The European Commission is preparing a significant update to its merger control framework that could make it easier for startups to secure approval for acquisitions, particularly where deals are expected to generate innovation benefits. The proposed changes, expected to be unveiled in the coming weeks, mark the first major revision of EU merger rules in more than two decades.(Reuters)
At the centre of the reform is a concept informally described as an “innovation shield.” Under this approach, transactions involving startups or research-driven businesses may face less regulatory intervention if they are likely to enhance competition through innovation. The initiative reflects growing pressure on EU policymakers to support the scaling of smaller, high-growth companies, especially in sectors where Europe is seen as lagging behind global competitors.
The reform comes in response to calls from industries such as telecommunications, where companies have argued that stricter merger control has limited their ability to consolidate and compete with large players from the United States and China. By allowing more flexibility in assessing deals that contribute to technological development or market dynamism, the Commission appears to be seeking a more balanced approach between enforcement and industrial policy objectives.
However, the proposed framework draws a clear line when it comes to dominant digital platforms. The innovation-friendly treatment is not expected to apply where the acquiring company holds a leading market position or is designated as a gatekeeper under the Digital Markets Act. This limitation signals continued caution toward acquisitions involving major technology firms, where concerns about market foreclosure and so-called “killer acquisitions” remain central to enforcement policy.

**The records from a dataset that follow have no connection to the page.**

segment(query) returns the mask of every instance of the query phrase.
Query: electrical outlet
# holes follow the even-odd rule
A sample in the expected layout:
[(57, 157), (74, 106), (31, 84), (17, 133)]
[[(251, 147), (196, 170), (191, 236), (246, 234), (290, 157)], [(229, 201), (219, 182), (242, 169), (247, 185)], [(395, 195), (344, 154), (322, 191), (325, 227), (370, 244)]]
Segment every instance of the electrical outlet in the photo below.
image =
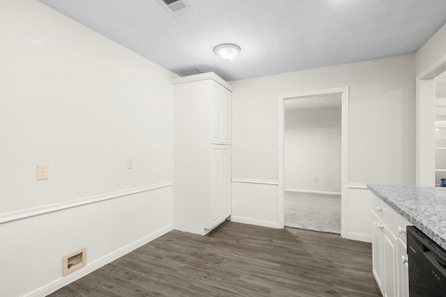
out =
[(37, 180), (48, 179), (49, 177), (49, 165), (38, 165), (37, 166)]
[(86, 248), (82, 248), (62, 257), (62, 275), (68, 274), (85, 267), (86, 265)]
[(133, 169), (133, 159), (129, 159), (127, 160), (127, 169)]

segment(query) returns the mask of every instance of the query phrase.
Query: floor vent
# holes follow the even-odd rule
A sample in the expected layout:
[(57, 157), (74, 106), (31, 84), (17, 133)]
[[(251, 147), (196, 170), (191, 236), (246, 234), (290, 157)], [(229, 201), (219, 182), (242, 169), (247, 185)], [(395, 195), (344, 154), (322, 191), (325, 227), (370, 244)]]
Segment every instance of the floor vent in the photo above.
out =
[(189, 6), (184, 0), (161, 0), (171, 13), (178, 13), (186, 10)]

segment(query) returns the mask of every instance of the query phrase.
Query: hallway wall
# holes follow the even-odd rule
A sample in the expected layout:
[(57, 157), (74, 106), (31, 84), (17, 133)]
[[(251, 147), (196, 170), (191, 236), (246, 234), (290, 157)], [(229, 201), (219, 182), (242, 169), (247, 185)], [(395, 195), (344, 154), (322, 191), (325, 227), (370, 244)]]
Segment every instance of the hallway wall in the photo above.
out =
[(341, 193), (340, 106), (287, 109), (286, 105), (284, 140), (286, 191)]

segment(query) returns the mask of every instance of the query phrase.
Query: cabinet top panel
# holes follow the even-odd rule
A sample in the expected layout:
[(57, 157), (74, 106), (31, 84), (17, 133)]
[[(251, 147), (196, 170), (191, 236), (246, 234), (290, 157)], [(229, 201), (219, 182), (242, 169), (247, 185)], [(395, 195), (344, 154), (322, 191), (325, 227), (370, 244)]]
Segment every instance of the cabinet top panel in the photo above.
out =
[(228, 83), (226, 81), (225, 81), (223, 79), (222, 79), (218, 75), (215, 74), (214, 72), (201, 73), (199, 74), (190, 75), (188, 77), (177, 77), (177, 78), (171, 79), (170, 81), (171, 83), (172, 83), (173, 85), (176, 85), (178, 83), (190, 83), (192, 81), (204, 81), (206, 79), (212, 79), (231, 92), (234, 89), (234, 87), (231, 86), (229, 83)]

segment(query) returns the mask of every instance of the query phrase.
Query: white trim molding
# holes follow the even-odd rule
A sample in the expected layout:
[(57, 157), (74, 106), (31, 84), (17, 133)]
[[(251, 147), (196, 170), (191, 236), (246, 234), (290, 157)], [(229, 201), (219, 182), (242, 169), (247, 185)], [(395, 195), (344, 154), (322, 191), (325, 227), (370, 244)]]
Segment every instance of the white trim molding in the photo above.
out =
[(117, 192), (98, 195), (96, 196), (77, 199), (75, 200), (67, 201), (65, 202), (56, 203), (53, 204), (45, 205), (40, 207), (34, 207), (31, 209), (21, 210), (19, 211), (13, 211), (4, 214), (0, 214), (0, 224), (171, 186), (172, 182), (164, 182), (160, 184), (151, 184), (148, 186), (133, 188), (127, 190), (119, 191)]
[(63, 286), (66, 286), (76, 280), (78, 280), (87, 274), (94, 271), (95, 270), (100, 268), (100, 267), (106, 265), (121, 257), (123, 257), (124, 255), (126, 255), (131, 251), (136, 250), (137, 248), (146, 244), (154, 239), (165, 234), (169, 231), (172, 230), (172, 225), (171, 224), (167, 225), (167, 226), (157, 230), (144, 237), (138, 239), (123, 248), (121, 248), (104, 257), (100, 258), (95, 261), (93, 261), (91, 263), (88, 263), (87, 265), (82, 269), (78, 270), (77, 271), (75, 271), (72, 273), (61, 278), (54, 282), (52, 282), (44, 287), (42, 287), (32, 292), (28, 293), (24, 296), (26, 297), (37, 297), (42, 296), (47, 296), (54, 291), (61, 288)]
[(360, 233), (355, 232), (348, 232), (347, 236), (347, 239), (351, 240), (355, 240), (357, 241), (364, 241), (364, 242), (371, 242), (371, 235), (369, 234), (362, 234)]
[(277, 222), (270, 222), (268, 220), (256, 220), (254, 218), (242, 218), (240, 216), (231, 216), (231, 221), (241, 223), (243, 224), (254, 225), (256, 226), (268, 227), (270, 228), (281, 229)]
[(327, 191), (300, 190), (298, 188), (285, 188), (286, 192), (312, 193), (314, 194), (341, 195), (341, 192), (330, 192)]
[(243, 182), (247, 184), (272, 184), (278, 185), (279, 181), (274, 179), (242, 179), (242, 178), (233, 178), (232, 182)]
[(367, 184), (348, 184), (348, 188), (360, 188), (362, 190), (367, 190)]

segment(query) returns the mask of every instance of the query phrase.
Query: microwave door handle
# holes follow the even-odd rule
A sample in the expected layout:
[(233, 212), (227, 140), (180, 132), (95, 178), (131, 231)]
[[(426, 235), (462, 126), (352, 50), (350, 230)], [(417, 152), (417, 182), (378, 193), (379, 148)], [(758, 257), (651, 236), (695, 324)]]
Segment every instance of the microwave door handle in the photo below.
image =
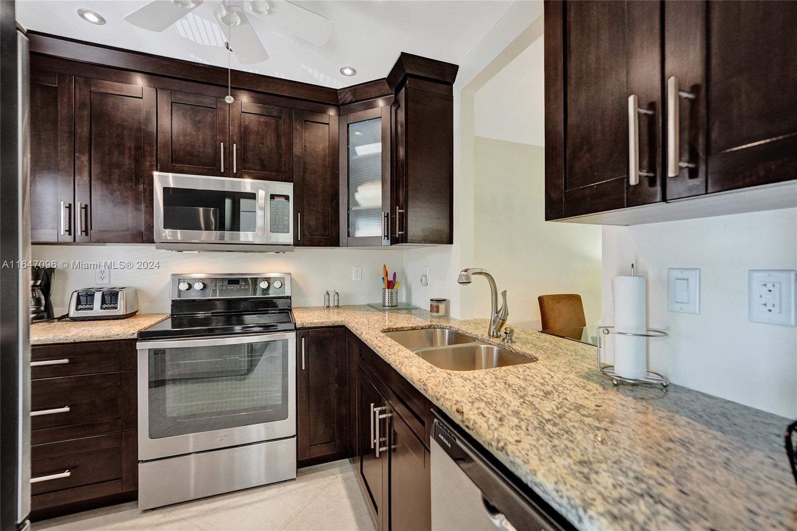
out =
[(265, 236), (265, 191), (257, 191), (257, 235)]

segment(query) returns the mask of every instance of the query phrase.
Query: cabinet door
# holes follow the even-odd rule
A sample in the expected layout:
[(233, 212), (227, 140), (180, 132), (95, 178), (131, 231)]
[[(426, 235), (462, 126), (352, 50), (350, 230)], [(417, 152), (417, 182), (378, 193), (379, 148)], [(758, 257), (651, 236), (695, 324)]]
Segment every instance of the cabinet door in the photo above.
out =
[[(388, 511), (387, 500), (387, 459), (386, 454), (376, 452), (376, 427), (375, 416), (387, 409), (387, 403), (362, 369), (358, 369), (357, 380), (359, 386), (357, 395), (357, 444), (359, 459), (357, 462), (357, 474), (359, 475), (367, 494), (369, 506), (375, 519), (379, 522), (379, 529), (385, 529), (385, 513)], [(379, 423), (379, 426), (384, 426)], [(387, 437), (380, 433), (379, 442), (383, 443)]]
[(230, 141), (231, 177), (293, 179), (290, 109), (236, 100), (230, 106)]
[(340, 246), (390, 245), (390, 107), (340, 116)]
[(337, 154), (338, 117), (296, 111), (293, 122), (296, 246), (338, 245)]
[(660, 24), (655, 2), (545, 2), (546, 219), (662, 199)]
[(152, 218), (155, 88), (77, 78), (75, 159), (75, 240), (144, 242), (145, 218)]
[(391, 408), (390, 529), (432, 528), (429, 450)]
[(407, 79), (393, 102), (394, 243), (447, 244), (453, 238), (451, 85)]
[(665, 16), (665, 77), (694, 96), (678, 98), (675, 155), (695, 167), (667, 198), (797, 179), (797, 3), (669, 2)]
[(158, 170), (231, 175), (230, 105), (222, 98), (158, 89)]
[(30, 241), (75, 240), (72, 76), (30, 73)]
[(298, 459), (342, 457), (348, 417), (345, 328), (300, 330), (298, 340)]

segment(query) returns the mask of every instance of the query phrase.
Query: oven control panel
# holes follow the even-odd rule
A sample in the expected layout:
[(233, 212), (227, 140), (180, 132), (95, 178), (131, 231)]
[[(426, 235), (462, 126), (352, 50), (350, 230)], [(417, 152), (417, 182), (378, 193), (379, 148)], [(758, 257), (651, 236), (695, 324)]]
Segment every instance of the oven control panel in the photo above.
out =
[(171, 275), (173, 301), (289, 297), (290, 294), (289, 273)]

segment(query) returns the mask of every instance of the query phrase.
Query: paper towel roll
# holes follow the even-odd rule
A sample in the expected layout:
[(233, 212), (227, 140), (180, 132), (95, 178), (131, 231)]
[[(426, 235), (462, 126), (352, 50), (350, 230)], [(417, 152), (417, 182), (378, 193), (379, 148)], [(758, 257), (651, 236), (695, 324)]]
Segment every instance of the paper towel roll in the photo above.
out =
[[(645, 277), (614, 277), (614, 330), (645, 333), (646, 328)], [(647, 373), (647, 338), (614, 336), (614, 372), (624, 378), (643, 378)]]

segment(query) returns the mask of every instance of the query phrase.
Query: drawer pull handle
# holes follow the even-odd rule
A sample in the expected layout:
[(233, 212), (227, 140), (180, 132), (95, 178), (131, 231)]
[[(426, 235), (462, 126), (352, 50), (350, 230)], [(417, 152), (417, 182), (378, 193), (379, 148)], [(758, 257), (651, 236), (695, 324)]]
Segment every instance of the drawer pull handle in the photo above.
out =
[(39, 482), (49, 482), (53, 479), (61, 479), (62, 478), (69, 478), (72, 475), (72, 472), (69, 470), (64, 470), (63, 472), (59, 472), (58, 474), (51, 474), (49, 476), (39, 476), (38, 478), (31, 478), (31, 483), (38, 483)]
[(65, 365), (69, 363), (69, 358), (62, 360), (44, 360), (42, 361), (31, 361), (31, 367), (44, 367), (45, 365)]
[(69, 413), (69, 407), (64, 406), (63, 407), (55, 407), (53, 409), (40, 409), (37, 411), (31, 411), (30, 416), (37, 417), (40, 415), (53, 415), (53, 413)]

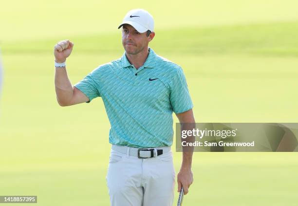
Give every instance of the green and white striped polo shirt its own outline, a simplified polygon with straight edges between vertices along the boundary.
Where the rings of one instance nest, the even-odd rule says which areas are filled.
[[[99,66],[74,85],[89,98],[102,98],[111,123],[111,144],[139,148],[171,146],[172,112],[192,108],[179,65],[149,55],[138,70],[122,57]]]

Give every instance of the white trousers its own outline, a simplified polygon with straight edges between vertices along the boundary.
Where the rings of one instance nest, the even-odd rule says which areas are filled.
[[[106,179],[112,206],[172,206],[176,174],[171,151],[140,159],[112,149]]]

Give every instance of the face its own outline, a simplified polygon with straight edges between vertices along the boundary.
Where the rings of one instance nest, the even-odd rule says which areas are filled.
[[[154,36],[154,32],[147,37],[146,32],[140,33],[129,24],[122,26],[122,45],[126,53],[130,55],[136,55],[146,49]]]

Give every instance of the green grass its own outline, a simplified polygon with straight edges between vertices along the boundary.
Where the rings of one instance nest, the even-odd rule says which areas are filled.
[[[150,46],[183,68],[197,122],[298,121],[298,3],[267,2],[188,0],[182,10],[180,3],[167,1],[136,5],[152,11],[156,21]],[[67,60],[74,84],[123,54],[115,28],[130,6],[113,3],[117,6],[104,9],[112,5],[59,1],[60,9],[69,9],[61,16],[53,12],[57,1],[42,3],[10,1],[0,7],[0,194],[36,195],[43,206],[108,206],[110,124],[103,104],[98,98],[58,106],[53,48],[64,38],[74,42]],[[55,29],[59,23],[65,25],[61,32]],[[182,154],[174,153],[178,172]],[[296,152],[196,153],[193,172],[185,205],[297,201]],[[175,202],[177,198],[176,193]]]

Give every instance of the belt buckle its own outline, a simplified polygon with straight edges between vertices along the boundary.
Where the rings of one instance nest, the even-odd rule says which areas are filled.
[[[141,157],[140,156],[140,151],[154,151],[154,149],[138,149],[138,158],[141,158],[141,159],[147,159],[147,158],[150,158],[151,157],[154,157],[154,154],[153,156],[152,157]],[[152,154],[152,152],[151,152],[151,153]],[[153,153],[154,154],[154,153]],[[151,155],[152,156],[152,155]]]

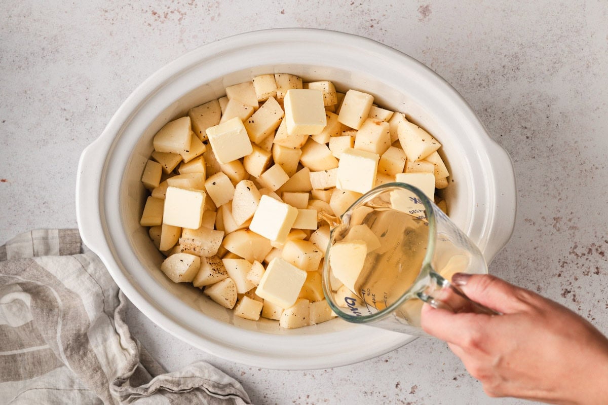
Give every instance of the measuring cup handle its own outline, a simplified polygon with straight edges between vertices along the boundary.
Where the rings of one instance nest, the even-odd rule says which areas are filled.
[[[502,315],[485,305],[473,301],[465,292],[438,274],[430,272],[431,282],[418,297],[433,308],[443,308],[454,313],[472,312],[487,315]]]

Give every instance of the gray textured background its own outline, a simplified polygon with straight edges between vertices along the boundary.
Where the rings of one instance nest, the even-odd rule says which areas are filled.
[[[515,232],[491,272],[608,333],[604,0],[66,2],[2,2],[0,243],[32,228],[76,226],[80,152],[165,64],[246,31],[333,29],[408,54],[464,96],[517,176]],[[528,403],[486,397],[435,340],[351,366],[276,371],[200,351],[133,306],[129,315],[135,336],[166,367],[207,360],[241,381],[255,403]]]

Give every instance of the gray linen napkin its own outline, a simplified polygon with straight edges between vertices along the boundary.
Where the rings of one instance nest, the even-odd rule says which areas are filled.
[[[129,333],[125,300],[77,230],[0,246],[0,403],[250,403],[207,363],[165,373]]]

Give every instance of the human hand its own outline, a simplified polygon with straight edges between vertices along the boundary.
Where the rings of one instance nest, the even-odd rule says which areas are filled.
[[[554,404],[608,403],[608,339],[570,310],[489,275],[452,283],[503,314],[454,313],[425,304],[422,327],[447,342],[490,396]]]

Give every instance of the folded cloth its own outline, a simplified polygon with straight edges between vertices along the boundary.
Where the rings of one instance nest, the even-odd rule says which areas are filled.
[[[126,299],[75,229],[0,246],[0,403],[250,404],[208,363],[165,373],[125,323]]]

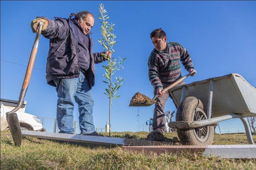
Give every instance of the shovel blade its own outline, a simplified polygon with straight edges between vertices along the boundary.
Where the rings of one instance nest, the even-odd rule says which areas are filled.
[[[129,105],[129,107],[145,107],[150,106],[151,105],[154,104],[154,103],[152,104],[140,104],[138,103],[130,103]]]
[[[22,134],[17,114],[16,113],[7,113],[6,119],[14,145],[20,146],[22,141]]]

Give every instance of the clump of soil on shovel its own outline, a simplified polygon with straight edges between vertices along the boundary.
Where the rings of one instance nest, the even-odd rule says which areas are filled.
[[[156,102],[146,95],[137,92],[131,100],[129,106],[149,106]]]

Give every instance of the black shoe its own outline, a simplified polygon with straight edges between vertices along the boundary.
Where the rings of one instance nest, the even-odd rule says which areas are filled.
[[[103,136],[103,135],[99,135],[98,133],[95,131],[94,131],[92,133],[80,133],[79,135],[87,135],[88,136]]]

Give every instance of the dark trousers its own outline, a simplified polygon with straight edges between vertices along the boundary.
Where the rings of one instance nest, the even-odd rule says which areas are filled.
[[[184,81],[176,85],[175,87],[180,86],[185,84]],[[171,84],[168,84],[162,83],[164,89],[167,87]],[[156,91],[154,90],[154,96],[156,94]],[[161,97],[157,97],[156,98],[156,103],[155,105],[154,110],[154,116],[153,118],[153,130],[158,129],[160,130],[163,133],[165,129],[165,118],[164,115],[164,107],[168,98],[170,97],[171,99],[172,98],[170,95],[170,93],[167,91]],[[173,101],[173,100],[172,100]],[[173,102],[174,103],[174,102]]]

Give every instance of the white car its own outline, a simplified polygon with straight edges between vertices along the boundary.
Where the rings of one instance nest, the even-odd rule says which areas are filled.
[[[7,108],[2,103],[1,105],[0,126],[1,131],[2,131],[9,127],[5,113],[11,111],[12,109]],[[20,111],[17,111],[16,113],[21,130],[34,131],[43,128],[40,119],[36,116]]]

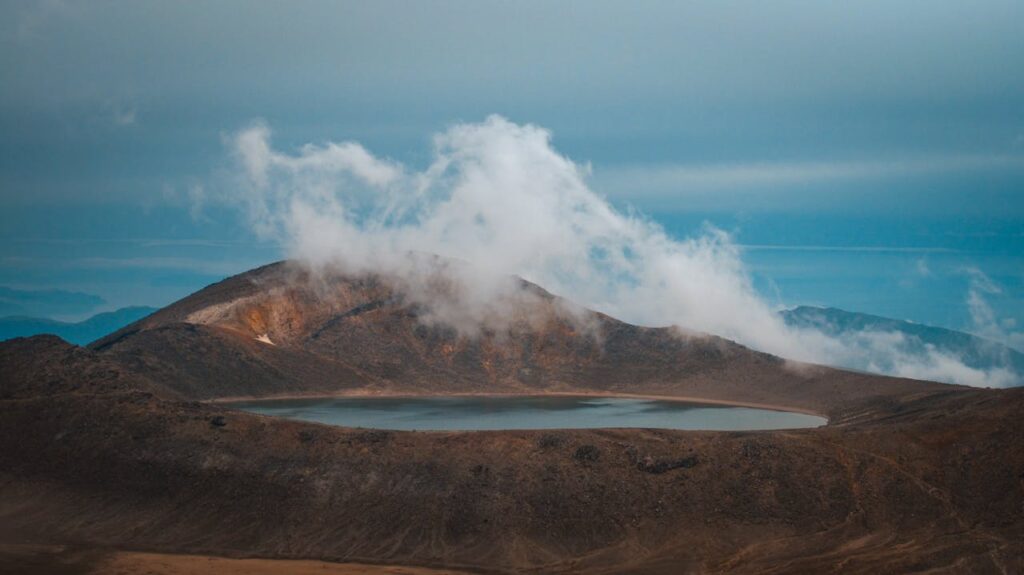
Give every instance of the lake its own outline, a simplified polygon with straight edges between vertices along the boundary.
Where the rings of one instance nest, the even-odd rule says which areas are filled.
[[[238,401],[226,405],[263,415],[382,430],[739,431],[816,428],[827,423],[824,417],[790,411],[613,397],[374,397]]]

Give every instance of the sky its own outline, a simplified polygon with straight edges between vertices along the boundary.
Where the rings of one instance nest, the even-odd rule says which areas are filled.
[[[5,0],[0,285],[166,305],[292,255],[242,193],[247,129],[280,159],[357,142],[421,174],[498,115],[613,210],[728,233],[769,307],[977,328],[983,297],[1010,341],[1021,21],[984,0]]]

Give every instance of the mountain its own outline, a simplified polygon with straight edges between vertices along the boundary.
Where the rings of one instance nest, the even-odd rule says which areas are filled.
[[[800,306],[780,313],[790,325],[819,329],[840,339],[863,333],[898,334],[902,338],[890,341],[890,345],[897,346],[901,354],[925,357],[937,352],[975,369],[1006,369],[1017,374],[1018,385],[1024,385],[1024,353],[972,334],[837,308]],[[844,367],[866,369],[868,360],[854,360]]]
[[[0,285],[0,316],[83,313],[103,305],[99,296],[65,290],[15,290]]]
[[[127,307],[116,311],[97,313],[79,322],[65,322],[44,317],[7,316],[0,317],[0,341],[11,338],[24,338],[39,334],[52,334],[71,342],[84,346],[89,342],[120,329],[157,311],[151,307]]]
[[[87,348],[0,343],[0,571],[25,571],[30,554],[35,572],[101,573],[132,549],[260,558],[265,572],[281,559],[366,564],[351,572],[1024,569],[1024,390],[794,363],[517,278],[481,308],[451,262],[430,266],[410,278],[278,263]],[[481,323],[456,321],[468,311]],[[769,403],[829,423],[385,432],[218,402],[558,392]]]
[[[514,319],[465,337],[435,320],[439,310],[469,307],[469,296],[453,288],[460,264],[417,265],[431,270],[418,279],[432,286],[427,299],[398,277],[272,264],[206,288],[91,348],[202,399],[597,391],[742,396],[830,411],[936,386],[797,365],[714,336],[631,325],[514,277],[503,278],[509,290],[495,304]]]

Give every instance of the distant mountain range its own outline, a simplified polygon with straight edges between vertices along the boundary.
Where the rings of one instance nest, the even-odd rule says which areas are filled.
[[[26,317],[12,315],[0,317],[0,341],[11,338],[26,338],[40,334],[52,334],[61,339],[84,346],[118,329],[138,321],[157,308],[135,306],[121,308],[116,311],[97,313],[92,317],[77,323],[56,321],[45,317]]]
[[[87,313],[106,303],[99,296],[65,290],[16,290],[0,285],[0,317]]]
[[[790,325],[819,329],[836,338],[870,331],[900,334],[903,336],[898,344],[901,353],[924,356],[935,351],[956,357],[968,367],[986,370],[1005,368],[1024,378],[1024,353],[965,331],[837,308],[800,306],[781,314]],[[863,369],[865,366],[851,364],[843,367]]]

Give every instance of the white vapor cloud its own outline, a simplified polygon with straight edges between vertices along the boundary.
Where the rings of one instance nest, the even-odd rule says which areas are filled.
[[[1000,321],[988,303],[987,297],[1001,294],[1002,289],[979,269],[971,268],[967,273],[970,279],[967,307],[971,312],[972,330],[1011,348],[1024,349],[1024,334],[1013,331],[1016,323],[1012,319]]]
[[[468,335],[501,327],[521,309],[508,303],[530,297],[503,275],[511,273],[626,321],[715,334],[786,358],[849,364],[870,354],[883,372],[1005,385],[935,350],[893,351],[893,335],[837,338],[786,325],[754,289],[729,234],[709,227],[677,239],[616,211],[540,127],[498,116],[453,126],[434,137],[422,171],[354,142],[286,153],[256,123],[226,138],[239,170],[219,200],[241,203],[254,229],[295,258],[398,277],[431,304],[428,321]],[[410,257],[423,253],[472,266],[451,266],[452,285]]]

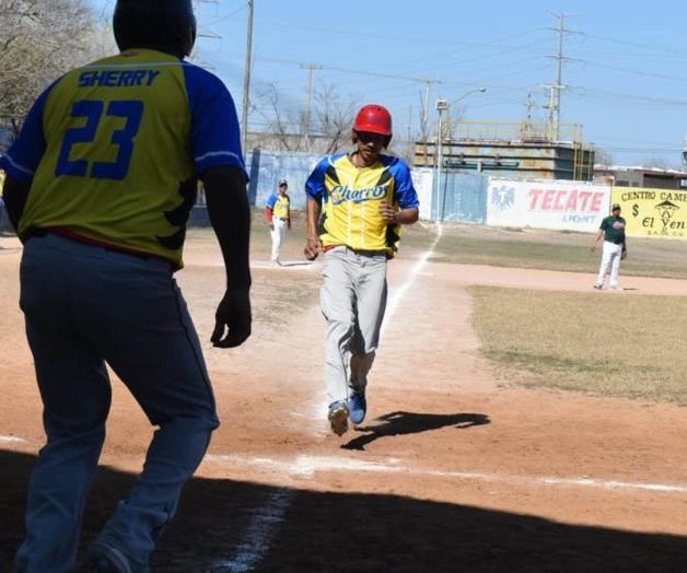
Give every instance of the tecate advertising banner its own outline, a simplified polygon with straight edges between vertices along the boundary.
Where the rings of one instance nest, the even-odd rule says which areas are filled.
[[[606,185],[491,179],[487,224],[593,232],[608,214],[609,202]]]

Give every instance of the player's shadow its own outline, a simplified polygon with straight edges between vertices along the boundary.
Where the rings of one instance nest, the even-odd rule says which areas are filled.
[[[361,432],[364,435],[354,437],[341,447],[345,449],[364,449],[368,444],[380,437],[419,434],[447,426],[465,430],[474,425],[485,425],[491,422],[489,417],[484,413],[414,412],[391,412],[377,418],[376,421],[381,423],[356,428],[357,432]]]

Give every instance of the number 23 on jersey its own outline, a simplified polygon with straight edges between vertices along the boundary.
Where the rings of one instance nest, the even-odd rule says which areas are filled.
[[[133,154],[133,138],[136,138],[143,118],[143,102],[138,100],[114,101],[105,106],[105,102],[97,100],[81,100],[71,108],[71,117],[85,118],[85,125],[67,130],[62,147],[57,160],[55,175],[72,177],[91,177],[93,179],[121,180],[129,172],[131,155]],[[121,117],[125,119],[123,129],[112,133],[109,144],[118,148],[115,162],[72,160],[72,148],[77,144],[105,144],[103,133],[98,133],[103,116]],[[102,128],[101,128],[102,129]]]

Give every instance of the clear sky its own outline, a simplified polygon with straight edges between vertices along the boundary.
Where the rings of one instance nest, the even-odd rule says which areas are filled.
[[[114,0],[91,0],[106,14]],[[270,84],[284,107],[305,102],[301,63],[323,67],[315,86],[334,84],[345,100],[391,108],[396,131],[409,119],[418,129],[423,78],[436,97],[461,102],[466,120],[520,121],[525,102],[547,103],[544,84],[555,79],[557,20],[570,16],[564,55],[561,121],[584,126],[585,139],[617,164],[660,157],[680,164],[687,132],[687,2],[654,0],[255,0],[255,109],[251,126],[265,122],[260,108]],[[195,59],[208,65],[241,107],[246,1],[199,4],[203,36]],[[241,109],[240,109],[241,113]],[[545,109],[533,115],[544,118]]]

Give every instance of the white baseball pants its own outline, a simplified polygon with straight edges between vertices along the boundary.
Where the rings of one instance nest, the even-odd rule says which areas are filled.
[[[602,262],[598,268],[598,277],[596,278],[596,284],[598,286],[604,285],[604,279],[606,274],[610,272],[609,286],[612,289],[618,288],[618,276],[620,274],[620,256],[622,255],[622,245],[616,245],[608,241],[604,241],[604,247],[602,250]]]
[[[281,245],[283,245],[287,239],[288,229],[288,221],[279,219],[278,217],[272,217],[272,229],[269,232],[272,236],[272,262],[279,262],[279,252],[281,250]]]
[[[386,254],[336,247],[325,254],[321,290],[327,319],[325,381],[329,404],[364,389],[386,309]]]

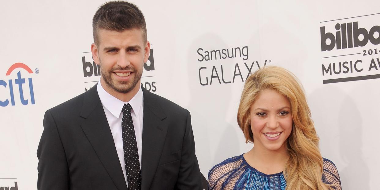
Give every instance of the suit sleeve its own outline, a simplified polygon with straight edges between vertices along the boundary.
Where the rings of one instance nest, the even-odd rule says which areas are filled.
[[[37,189],[68,190],[67,161],[57,125],[49,111],[45,113],[44,131],[37,151]]]
[[[195,156],[195,145],[190,113],[187,110],[186,113],[186,129],[182,144],[179,174],[175,189],[203,190],[201,172]]]

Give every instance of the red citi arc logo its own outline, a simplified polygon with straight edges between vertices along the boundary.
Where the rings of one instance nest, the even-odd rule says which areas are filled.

In addition to innovation, the draft proposals indicate that companies may increasingly rely on broader arguments when seeking merger approval. These include contributions to sustainability, economic resilience, investment, and employment. While these factors are not entirely new, their more explicit recognition suggests a shift toward a more holistic assessment of mergers in line with wider EU policy goals.
Despite the introduction of new elements, officials do not anticipate a radical overhaul of the existing system. The current framework is widely viewed as effective and has been upheld in multiple court rulings, which limits the scope for fundamental change. Instead, the reform is expected to refine how certain factors are evaluated rather than alter the core principles of merger control.
The Commission is expected to consult stakeholders before finalising the new rules, allowing companies, advisers, and other market participants to provide feedback. The outcome of this process will determine how far the EU ultimately goes in integrating innovation considerations into its competition policy while maintaining strict oversight of deals involving dominant players.